Download Lincoln and Chief Justice Taney: Slavery, Secession, and the President's War Powers AudioBook Free
The clashes between President Abraham Lincoln and Chief Justice Roger B. Taney over slavery, secession, and the president's constitutional war powers visited the heart of Lincoln's presidency. James Simon, author of the acclaimed What Sort of Nation -- a merchant account of the battle between President Thomas Jefferson and Chief Justice John Marshall to define the new nation -- brings to vivid life the passionate struggle through the worst crisis in the country's history, the Civil War. The problems that underlaid that crisis -- race, states' rights, and the president's wartime authority -- resonate today in the country's political debate.
Lincoln and Taney's bitter disagreements commenced with Taney's Dred Scott opinion in 1857, when the principle justice declared that the Constitution did not grant the black man any rights that the white man was bound to honor. Inside the famous Lincoln-Douglas debates, Lincoln attacked the opinion as a warped judicial interpretation of the Framers' intent and accused Taney to be a member of your pro-slavery national conspiracy.

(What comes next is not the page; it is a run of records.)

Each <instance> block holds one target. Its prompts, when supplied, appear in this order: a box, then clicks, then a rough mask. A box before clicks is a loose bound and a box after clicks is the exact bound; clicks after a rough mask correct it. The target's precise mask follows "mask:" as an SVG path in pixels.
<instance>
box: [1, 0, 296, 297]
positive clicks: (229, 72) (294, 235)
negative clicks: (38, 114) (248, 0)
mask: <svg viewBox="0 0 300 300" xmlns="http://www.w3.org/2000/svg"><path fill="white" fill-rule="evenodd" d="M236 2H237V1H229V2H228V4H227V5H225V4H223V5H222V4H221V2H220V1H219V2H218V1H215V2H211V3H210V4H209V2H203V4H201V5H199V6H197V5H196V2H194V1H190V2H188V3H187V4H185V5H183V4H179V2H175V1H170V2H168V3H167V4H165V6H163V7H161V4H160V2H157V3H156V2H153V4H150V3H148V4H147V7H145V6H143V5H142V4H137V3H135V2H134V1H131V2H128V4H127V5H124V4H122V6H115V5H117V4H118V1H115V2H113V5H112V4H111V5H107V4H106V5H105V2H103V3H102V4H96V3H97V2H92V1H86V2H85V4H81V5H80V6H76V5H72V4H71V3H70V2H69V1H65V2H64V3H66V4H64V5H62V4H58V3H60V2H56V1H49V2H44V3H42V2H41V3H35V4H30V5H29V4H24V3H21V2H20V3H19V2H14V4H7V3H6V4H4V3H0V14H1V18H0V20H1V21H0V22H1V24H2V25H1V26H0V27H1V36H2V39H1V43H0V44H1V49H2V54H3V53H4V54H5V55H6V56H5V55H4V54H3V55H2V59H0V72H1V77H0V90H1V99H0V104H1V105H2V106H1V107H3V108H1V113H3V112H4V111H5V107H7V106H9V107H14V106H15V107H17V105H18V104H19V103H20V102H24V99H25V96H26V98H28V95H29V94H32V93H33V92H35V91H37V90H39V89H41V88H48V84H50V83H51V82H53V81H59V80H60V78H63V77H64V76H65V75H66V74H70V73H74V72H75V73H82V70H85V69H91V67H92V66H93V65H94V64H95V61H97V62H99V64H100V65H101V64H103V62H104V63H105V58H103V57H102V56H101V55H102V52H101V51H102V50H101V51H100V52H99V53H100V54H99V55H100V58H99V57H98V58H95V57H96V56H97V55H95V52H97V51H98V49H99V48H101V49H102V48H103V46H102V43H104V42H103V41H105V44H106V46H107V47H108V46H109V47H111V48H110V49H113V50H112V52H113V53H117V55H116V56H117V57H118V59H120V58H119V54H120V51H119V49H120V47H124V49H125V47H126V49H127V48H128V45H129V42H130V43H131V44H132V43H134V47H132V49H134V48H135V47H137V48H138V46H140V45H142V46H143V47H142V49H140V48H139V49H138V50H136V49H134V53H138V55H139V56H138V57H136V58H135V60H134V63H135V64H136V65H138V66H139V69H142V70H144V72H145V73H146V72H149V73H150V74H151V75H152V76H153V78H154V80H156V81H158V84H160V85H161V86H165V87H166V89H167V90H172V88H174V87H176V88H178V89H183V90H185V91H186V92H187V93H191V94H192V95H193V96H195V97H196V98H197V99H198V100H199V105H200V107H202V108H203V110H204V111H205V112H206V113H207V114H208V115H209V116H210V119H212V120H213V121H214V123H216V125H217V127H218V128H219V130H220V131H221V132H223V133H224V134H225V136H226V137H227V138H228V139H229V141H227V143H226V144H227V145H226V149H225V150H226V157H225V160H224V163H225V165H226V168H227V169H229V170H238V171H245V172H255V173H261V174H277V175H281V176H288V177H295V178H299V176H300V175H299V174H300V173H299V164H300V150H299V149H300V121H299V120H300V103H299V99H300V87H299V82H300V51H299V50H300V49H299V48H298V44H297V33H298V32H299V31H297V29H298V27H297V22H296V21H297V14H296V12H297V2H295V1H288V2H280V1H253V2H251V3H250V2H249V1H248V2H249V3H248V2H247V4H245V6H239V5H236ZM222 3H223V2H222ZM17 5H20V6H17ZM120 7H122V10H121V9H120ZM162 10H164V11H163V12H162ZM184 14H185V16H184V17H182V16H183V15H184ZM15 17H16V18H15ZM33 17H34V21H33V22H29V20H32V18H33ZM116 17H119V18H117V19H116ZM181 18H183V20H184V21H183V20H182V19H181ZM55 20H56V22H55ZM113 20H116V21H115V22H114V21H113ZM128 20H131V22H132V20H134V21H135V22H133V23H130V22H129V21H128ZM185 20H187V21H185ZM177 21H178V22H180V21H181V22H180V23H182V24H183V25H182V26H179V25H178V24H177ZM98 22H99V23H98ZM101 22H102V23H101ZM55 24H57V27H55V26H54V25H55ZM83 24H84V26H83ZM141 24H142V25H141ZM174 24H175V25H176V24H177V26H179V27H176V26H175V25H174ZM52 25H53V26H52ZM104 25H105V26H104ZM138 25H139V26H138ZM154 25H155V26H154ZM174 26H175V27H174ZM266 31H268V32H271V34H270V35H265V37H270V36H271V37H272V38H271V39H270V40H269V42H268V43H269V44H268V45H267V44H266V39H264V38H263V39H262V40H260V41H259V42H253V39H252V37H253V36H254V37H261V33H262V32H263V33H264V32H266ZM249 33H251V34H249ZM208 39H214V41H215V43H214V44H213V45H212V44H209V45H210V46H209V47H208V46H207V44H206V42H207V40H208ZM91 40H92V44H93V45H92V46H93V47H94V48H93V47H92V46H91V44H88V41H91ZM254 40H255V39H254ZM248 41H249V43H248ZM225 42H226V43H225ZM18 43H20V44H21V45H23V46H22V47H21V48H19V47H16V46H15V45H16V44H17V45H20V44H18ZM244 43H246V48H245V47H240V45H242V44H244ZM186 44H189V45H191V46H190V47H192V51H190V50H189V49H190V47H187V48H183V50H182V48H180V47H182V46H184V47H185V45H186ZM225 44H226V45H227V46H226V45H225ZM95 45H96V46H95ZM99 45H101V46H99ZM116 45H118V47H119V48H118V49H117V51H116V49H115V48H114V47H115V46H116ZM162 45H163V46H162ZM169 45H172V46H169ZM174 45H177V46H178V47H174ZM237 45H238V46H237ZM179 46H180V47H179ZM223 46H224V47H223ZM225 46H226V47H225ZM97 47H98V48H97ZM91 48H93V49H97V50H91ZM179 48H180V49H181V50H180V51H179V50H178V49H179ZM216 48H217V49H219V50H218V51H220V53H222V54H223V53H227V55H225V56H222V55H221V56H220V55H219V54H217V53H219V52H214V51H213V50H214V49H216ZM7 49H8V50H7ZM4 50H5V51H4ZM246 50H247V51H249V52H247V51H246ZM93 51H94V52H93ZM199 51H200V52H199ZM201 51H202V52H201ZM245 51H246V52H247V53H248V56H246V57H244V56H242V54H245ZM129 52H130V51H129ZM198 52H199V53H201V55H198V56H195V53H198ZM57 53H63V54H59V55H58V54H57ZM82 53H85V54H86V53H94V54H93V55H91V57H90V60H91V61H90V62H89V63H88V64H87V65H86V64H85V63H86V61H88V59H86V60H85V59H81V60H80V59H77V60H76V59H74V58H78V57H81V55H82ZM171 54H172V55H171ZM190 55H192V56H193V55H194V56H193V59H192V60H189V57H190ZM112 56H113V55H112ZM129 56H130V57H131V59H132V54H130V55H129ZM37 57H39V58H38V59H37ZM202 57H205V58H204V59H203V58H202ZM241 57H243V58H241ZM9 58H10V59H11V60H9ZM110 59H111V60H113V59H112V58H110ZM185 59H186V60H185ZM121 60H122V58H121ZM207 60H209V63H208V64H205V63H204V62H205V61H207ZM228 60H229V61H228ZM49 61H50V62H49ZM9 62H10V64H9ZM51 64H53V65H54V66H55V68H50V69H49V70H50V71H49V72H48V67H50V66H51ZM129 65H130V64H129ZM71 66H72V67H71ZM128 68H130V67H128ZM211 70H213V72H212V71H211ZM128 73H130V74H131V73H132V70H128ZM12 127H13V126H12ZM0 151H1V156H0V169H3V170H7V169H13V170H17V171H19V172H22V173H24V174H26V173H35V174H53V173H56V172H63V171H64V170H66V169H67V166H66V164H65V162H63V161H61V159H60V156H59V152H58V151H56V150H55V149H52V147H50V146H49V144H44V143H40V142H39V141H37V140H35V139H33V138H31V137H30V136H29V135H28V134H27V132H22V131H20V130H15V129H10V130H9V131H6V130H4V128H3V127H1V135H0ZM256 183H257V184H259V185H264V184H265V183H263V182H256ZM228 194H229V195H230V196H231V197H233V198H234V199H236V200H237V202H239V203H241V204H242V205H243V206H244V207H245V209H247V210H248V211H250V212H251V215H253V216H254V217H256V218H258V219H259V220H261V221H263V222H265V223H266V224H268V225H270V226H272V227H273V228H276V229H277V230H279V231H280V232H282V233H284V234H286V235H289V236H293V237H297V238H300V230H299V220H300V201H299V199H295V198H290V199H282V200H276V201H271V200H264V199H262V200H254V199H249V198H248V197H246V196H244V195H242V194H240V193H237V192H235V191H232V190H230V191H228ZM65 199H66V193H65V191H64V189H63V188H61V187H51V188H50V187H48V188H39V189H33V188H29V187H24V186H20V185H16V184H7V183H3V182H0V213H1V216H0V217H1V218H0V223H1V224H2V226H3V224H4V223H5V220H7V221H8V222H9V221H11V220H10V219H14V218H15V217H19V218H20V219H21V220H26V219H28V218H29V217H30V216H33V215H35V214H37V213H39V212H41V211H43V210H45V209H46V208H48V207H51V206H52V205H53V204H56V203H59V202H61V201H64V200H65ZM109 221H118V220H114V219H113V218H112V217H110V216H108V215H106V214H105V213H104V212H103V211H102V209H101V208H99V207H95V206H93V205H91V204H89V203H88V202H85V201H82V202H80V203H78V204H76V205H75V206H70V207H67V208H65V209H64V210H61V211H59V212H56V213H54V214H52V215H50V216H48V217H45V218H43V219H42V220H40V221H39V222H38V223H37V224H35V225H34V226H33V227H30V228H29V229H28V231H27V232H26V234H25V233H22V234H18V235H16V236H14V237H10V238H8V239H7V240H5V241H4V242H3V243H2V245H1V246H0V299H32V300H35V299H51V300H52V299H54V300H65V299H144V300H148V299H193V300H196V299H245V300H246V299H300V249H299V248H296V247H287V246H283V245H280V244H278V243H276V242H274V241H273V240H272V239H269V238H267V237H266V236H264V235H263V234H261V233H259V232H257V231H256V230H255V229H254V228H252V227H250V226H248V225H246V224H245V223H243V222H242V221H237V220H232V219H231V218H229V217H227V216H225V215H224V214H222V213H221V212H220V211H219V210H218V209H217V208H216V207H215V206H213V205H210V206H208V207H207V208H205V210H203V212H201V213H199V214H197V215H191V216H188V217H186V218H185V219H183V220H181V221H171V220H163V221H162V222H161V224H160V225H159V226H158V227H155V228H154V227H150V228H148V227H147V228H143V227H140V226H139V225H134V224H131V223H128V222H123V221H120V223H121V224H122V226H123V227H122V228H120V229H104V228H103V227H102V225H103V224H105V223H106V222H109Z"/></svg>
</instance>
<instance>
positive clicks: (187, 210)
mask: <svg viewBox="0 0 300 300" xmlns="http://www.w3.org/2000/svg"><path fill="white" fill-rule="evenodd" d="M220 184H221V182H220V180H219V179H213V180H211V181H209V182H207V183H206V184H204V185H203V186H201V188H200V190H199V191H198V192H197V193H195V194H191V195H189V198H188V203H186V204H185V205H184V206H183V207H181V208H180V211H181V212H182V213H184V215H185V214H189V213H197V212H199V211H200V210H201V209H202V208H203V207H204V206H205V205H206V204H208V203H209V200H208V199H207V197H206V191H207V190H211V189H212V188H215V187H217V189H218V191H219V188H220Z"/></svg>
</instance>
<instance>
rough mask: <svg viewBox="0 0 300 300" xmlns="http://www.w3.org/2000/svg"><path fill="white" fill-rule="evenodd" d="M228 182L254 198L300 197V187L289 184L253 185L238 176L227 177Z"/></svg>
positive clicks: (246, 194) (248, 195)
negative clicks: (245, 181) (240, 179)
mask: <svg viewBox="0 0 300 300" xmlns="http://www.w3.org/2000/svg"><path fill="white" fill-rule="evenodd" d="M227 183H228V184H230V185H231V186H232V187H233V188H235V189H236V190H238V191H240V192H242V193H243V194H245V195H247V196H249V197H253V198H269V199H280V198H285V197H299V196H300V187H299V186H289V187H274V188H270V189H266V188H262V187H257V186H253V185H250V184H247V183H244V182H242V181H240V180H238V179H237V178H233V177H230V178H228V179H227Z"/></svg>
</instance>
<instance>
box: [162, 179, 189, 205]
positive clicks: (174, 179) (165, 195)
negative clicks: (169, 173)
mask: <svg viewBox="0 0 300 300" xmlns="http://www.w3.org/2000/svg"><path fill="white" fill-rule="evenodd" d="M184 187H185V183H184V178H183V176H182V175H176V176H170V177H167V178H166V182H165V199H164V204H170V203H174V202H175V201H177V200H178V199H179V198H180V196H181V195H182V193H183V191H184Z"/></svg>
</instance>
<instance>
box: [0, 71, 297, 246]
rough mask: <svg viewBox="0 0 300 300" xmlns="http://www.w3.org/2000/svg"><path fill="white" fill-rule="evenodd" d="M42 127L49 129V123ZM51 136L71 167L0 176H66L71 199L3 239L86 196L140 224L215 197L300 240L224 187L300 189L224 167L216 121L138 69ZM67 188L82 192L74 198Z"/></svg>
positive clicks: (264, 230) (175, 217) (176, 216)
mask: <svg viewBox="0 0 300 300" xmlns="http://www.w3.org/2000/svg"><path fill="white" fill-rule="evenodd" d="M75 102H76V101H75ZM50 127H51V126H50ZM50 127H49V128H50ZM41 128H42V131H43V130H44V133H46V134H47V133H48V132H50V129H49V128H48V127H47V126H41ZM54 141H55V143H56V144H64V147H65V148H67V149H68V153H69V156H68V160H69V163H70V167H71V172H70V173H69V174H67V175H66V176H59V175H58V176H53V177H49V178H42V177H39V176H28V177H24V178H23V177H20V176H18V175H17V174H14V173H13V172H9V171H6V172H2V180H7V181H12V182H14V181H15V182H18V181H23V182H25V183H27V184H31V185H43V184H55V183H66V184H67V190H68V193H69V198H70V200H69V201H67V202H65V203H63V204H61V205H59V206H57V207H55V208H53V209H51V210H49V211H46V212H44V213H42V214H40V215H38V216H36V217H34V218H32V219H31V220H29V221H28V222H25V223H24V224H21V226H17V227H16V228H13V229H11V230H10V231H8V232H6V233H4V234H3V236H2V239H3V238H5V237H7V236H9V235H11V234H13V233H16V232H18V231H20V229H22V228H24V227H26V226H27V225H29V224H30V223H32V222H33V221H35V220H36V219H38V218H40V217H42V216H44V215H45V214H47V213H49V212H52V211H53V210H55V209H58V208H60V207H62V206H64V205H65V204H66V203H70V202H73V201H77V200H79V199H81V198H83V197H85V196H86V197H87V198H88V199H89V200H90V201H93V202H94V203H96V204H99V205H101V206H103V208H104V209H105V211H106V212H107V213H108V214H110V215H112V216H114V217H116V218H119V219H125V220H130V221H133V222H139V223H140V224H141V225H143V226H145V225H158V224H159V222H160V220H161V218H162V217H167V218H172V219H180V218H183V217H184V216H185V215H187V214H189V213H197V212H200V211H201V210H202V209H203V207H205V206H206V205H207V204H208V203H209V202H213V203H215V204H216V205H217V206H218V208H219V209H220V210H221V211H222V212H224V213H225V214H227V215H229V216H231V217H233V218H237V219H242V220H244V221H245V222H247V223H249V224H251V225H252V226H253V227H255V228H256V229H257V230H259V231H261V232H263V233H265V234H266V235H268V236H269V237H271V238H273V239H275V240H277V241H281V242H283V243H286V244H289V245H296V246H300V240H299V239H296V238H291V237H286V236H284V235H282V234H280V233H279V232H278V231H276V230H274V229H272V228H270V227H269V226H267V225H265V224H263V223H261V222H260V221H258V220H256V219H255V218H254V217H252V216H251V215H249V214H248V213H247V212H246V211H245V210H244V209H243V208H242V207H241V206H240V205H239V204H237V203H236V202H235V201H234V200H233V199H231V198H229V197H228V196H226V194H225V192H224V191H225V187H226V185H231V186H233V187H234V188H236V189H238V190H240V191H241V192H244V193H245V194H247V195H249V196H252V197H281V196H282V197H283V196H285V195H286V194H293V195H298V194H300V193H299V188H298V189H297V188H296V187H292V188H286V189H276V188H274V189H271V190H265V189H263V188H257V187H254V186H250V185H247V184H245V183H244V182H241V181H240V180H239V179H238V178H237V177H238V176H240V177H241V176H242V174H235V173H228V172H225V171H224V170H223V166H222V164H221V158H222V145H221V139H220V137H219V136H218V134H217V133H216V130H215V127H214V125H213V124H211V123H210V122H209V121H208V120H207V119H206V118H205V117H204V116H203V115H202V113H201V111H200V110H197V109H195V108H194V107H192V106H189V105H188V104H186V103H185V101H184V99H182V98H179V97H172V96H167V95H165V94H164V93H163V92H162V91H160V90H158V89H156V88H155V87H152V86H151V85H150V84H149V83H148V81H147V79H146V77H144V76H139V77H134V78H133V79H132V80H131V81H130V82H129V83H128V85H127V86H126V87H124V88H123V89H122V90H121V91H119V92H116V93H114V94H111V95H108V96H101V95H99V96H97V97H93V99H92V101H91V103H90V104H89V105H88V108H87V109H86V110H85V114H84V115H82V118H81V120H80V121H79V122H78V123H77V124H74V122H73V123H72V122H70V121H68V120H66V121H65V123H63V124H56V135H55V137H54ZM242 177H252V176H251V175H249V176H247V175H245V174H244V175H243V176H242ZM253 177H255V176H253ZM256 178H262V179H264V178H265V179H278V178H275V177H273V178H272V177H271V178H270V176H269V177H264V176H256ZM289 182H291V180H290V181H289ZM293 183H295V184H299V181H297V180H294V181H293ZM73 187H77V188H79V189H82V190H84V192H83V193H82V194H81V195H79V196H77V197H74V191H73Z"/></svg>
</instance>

In his first inaugural address, President Lincoln insisted that the South had no legal right to secede. Taney, who administered the oath of office to Lincoln, believed that the South's secession was legal and in the best interests of both parts of the united states.
Once the Civil War began, Lincoln broadly interpreted his constitutional powers as commander in chief to prosecute the war, suspending the writ of habeas corpus, censoring the mails, and authorizing military courts to try civilians for treason. Taney opposed every presidential wartime initiative and openly challenged Lincoln's suspension of the writ of habeas corpus. He accused the president of assuming dictatorial powers in violation of the Constitution. Lincoln ignored Taney's protest, convinced that his actions were both constitutional and essential to preserve the Union.
Almost 150 years after Lincoln's and Taney's deaths, their words and actions reverberate in constitutional debate and political battle. Lincoln and Chief Justice Taney tells their dramatic story in fascinating detail.